Here's my biggest gripe in a nutshell. The Fed, whether it's a wholly owned subsidiary of the banking cartel or not, is charged with protecting the banking system. Period/full stop. The banking system is global. Period/full stop. Ergo, one does not even know if the Fed's actions are in the best interest of the United States. Period/full stop. What is to prevent them from sending trillions to Europe, Asia, or any faraway place because bankers got themselves in trouble? Absolutely nothing; they do it relentlessly...We keep hearing that we made money on the bailouts, including from General Motors! That's an OMG/LOL/WTF all rolled into one. The $700 billion TARP was put on display for public consumption. It was designed to be paid back in the light of day. The rest of the money [at least ten times as much] entered the system covertly.

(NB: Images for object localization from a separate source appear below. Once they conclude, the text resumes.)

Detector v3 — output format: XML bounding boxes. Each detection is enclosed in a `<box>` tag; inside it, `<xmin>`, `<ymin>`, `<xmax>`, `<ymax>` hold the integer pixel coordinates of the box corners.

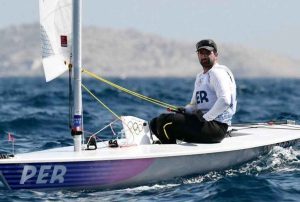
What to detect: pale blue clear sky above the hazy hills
<box><xmin>0</xmin><ymin>0</ymin><xmax>300</xmax><ymax>59</ymax></box>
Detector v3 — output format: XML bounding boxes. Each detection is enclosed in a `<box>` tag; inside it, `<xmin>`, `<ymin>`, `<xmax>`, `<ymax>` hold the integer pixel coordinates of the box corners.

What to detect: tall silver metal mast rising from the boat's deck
<box><xmin>71</xmin><ymin>0</ymin><xmax>83</xmax><ymax>152</ymax></box>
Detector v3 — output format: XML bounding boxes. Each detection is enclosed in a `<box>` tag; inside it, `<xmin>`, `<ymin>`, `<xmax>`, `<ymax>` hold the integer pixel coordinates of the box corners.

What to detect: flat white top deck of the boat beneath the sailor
<box><xmin>0</xmin><ymin>124</ymin><xmax>300</xmax><ymax>163</ymax></box>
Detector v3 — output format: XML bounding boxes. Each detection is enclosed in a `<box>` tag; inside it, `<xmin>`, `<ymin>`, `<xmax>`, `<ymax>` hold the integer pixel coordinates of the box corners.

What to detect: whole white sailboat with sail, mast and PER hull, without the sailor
<box><xmin>0</xmin><ymin>0</ymin><xmax>300</xmax><ymax>189</ymax></box>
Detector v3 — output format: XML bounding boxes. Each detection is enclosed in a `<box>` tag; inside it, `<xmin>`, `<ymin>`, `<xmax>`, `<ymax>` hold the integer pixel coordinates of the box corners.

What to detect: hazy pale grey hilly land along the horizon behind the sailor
<box><xmin>0</xmin><ymin>24</ymin><xmax>300</xmax><ymax>78</ymax></box>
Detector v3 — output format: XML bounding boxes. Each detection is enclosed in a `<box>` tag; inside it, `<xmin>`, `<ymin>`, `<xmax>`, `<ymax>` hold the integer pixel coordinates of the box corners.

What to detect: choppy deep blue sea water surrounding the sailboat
<box><xmin>0</xmin><ymin>77</ymin><xmax>300</xmax><ymax>202</ymax></box>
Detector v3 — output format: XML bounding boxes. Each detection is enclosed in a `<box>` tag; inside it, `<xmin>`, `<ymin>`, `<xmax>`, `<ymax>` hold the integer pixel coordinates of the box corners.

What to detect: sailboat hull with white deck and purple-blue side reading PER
<box><xmin>0</xmin><ymin>126</ymin><xmax>300</xmax><ymax>189</ymax></box>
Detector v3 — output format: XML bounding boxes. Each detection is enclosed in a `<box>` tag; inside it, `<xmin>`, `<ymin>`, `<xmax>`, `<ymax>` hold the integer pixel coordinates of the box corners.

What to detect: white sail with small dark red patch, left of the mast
<box><xmin>39</xmin><ymin>0</ymin><xmax>72</xmax><ymax>81</ymax></box>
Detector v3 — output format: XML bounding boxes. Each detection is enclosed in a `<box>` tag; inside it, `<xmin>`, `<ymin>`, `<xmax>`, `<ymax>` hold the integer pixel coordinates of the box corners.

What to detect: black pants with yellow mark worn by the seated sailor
<box><xmin>150</xmin><ymin>111</ymin><xmax>228</xmax><ymax>144</ymax></box>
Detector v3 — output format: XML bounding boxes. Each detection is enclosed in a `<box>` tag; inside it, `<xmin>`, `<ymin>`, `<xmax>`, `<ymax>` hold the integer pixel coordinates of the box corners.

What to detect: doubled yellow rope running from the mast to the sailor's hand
<box><xmin>82</xmin><ymin>69</ymin><xmax>177</xmax><ymax>110</ymax></box>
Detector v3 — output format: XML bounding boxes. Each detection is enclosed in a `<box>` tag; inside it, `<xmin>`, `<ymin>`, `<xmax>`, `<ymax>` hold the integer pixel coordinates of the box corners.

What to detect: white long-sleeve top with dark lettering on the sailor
<box><xmin>186</xmin><ymin>64</ymin><xmax>237</xmax><ymax>125</ymax></box>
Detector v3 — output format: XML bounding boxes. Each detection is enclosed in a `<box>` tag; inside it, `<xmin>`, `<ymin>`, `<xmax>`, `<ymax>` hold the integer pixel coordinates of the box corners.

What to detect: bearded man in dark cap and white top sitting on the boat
<box><xmin>150</xmin><ymin>39</ymin><xmax>237</xmax><ymax>144</ymax></box>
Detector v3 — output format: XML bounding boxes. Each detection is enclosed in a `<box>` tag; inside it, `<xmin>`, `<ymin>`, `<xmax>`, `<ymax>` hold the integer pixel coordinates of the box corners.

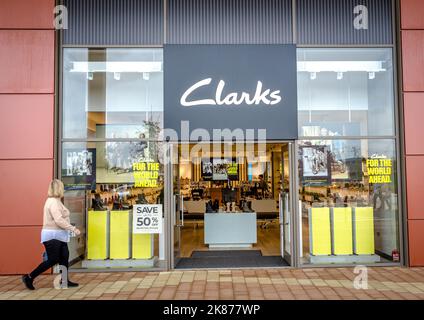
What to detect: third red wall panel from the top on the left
<box><xmin>0</xmin><ymin>94</ymin><xmax>54</xmax><ymax>159</ymax></box>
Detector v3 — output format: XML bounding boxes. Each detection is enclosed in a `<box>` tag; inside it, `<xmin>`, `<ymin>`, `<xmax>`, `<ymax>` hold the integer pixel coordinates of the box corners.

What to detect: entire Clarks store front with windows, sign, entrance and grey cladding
<box><xmin>57</xmin><ymin>0</ymin><xmax>404</xmax><ymax>271</ymax></box>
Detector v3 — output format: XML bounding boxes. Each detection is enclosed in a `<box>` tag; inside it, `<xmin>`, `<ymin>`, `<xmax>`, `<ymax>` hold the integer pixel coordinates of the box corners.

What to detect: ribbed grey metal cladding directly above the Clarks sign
<box><xmin>167</xmin><ymin>0</ymin><xmax>292</xmax><ymax>44</ymax></box>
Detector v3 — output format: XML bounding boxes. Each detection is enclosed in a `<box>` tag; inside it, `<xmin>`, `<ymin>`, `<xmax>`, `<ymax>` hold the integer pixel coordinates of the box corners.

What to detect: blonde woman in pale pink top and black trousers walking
<box><xmin>22</xmin><ymin>180</ymin><xmax>80</xmax><ymax>290</ymax></box>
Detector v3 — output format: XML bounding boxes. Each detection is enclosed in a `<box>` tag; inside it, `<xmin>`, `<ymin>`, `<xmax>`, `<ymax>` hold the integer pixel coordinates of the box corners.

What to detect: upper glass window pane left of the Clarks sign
<box><xmin>63</xmin><ymin>48</ymin><xmax>163</xmax><ymax>140</ymax></box>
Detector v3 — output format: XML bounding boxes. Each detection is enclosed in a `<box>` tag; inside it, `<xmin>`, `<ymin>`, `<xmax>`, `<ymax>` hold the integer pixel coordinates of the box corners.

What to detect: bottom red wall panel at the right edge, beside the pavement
<box><xmin>408</xmin><ymin>220</ymin><xmax>424</xmax><ymax>267</ymax></box>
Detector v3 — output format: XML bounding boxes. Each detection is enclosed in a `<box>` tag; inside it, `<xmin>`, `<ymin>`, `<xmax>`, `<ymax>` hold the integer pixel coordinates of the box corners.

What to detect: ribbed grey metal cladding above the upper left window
<box><xmin>63</xmin><ymin>0</ymin><xmax>164</xmax><ymax>45</ymax></box>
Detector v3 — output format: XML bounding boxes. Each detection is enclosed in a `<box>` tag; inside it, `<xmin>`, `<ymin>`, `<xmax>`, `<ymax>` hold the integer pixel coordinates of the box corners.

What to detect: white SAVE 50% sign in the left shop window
<box><xmin>133</xmin><ymin>204</ymin><xmax>163</xmax><ymax>234</ymax></box>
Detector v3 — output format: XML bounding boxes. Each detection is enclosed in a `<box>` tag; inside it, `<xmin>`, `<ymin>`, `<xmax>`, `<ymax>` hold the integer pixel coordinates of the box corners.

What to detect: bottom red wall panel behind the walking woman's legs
<box><xmin>0</xmin><ymin>226</ymin><xmax>44</xmax><ymax>275</ymax></box>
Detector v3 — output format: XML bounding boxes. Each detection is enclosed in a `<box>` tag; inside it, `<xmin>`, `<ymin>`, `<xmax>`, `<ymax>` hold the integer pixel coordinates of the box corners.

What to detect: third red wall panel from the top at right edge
<box><xmin>404</xmin><ymin>93</ymin><xmax>424</xmax><ymax>155</ymax></box>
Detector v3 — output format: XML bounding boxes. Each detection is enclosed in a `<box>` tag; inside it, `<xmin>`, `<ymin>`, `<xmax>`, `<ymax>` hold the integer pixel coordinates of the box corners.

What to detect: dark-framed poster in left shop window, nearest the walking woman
<box><xmin>62</xmin><ymin>148</ymin><xmax>96</xmax><ymax>190</ymax></box>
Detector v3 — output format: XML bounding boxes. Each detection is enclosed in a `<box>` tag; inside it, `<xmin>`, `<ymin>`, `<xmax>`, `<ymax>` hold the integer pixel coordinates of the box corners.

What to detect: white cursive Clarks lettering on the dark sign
<box><xmin>180</xmin><ymin>78</ymin><xmax>282</xmax><ymax>107</ymax></box>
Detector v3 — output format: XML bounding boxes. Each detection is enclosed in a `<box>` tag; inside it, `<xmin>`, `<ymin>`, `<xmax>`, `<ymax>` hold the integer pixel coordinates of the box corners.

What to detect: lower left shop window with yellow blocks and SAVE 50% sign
<box><xmin>61</xmin><ymin>140</ymin><xmax>166</xmax><ymax>269</ymax></box>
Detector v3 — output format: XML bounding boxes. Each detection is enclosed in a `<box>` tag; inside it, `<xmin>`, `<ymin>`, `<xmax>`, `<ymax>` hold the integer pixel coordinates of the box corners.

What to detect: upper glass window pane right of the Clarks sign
<box><xmin>297</xmin><ymin>48</ymin><xmax>395</xmax><ymax>137</ymax></box>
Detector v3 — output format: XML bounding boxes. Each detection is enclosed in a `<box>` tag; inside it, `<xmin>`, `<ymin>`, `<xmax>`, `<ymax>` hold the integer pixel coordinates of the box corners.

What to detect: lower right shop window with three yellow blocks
<box><xmin>298</xmin><ymin>139</ymin><xmax>400</xmax><ymax>264</ymax></box>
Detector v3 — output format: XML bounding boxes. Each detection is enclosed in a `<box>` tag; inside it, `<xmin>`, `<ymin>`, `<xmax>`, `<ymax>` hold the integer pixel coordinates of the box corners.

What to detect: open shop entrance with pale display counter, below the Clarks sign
<box><xmin>170</xmin><ymin>142</ymin><xmax>294</xmax><ymax>269</ymax></box>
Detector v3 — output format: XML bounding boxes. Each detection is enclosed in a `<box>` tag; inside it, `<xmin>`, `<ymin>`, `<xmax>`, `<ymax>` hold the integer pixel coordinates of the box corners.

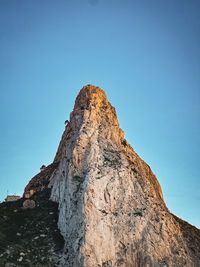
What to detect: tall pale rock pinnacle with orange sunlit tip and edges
<box><xmin>49</xmin><ymin>85</ymin><xmax>200</xmax><ymax>267</ymax></box>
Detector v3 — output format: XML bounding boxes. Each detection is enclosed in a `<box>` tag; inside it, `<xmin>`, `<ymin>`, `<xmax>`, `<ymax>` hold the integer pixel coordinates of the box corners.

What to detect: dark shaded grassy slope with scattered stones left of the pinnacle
<box><xmin>0</xmin><ymin>189</ymin><xmax>64</xmax><ymax>266</ymax></box>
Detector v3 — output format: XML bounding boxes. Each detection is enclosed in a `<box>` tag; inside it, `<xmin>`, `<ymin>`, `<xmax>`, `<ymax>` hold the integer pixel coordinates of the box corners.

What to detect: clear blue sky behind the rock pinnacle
<box><xmin>0</xmin><ymin>0</ymin><xmax>200</xmax><ymax>227</ymax></box>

...and the federal government, which (now you've got it!) does not exist to serve ordinary taxpayers:

Government is a living, breathing organism that exists to perpetuate itself. There is nothing that says evolution must create a pleasing government better suited to individual liberties. History paints an altogether different picture. Possibly the single largest selection pressure is money. It has always bought political favor. When our government was a few percent of GDP and the industrialists were buying favors while building a nation, government had little power to wield. When money commandeers the machinery of a huge government, however, you have a monstrously expensive and intractable problem.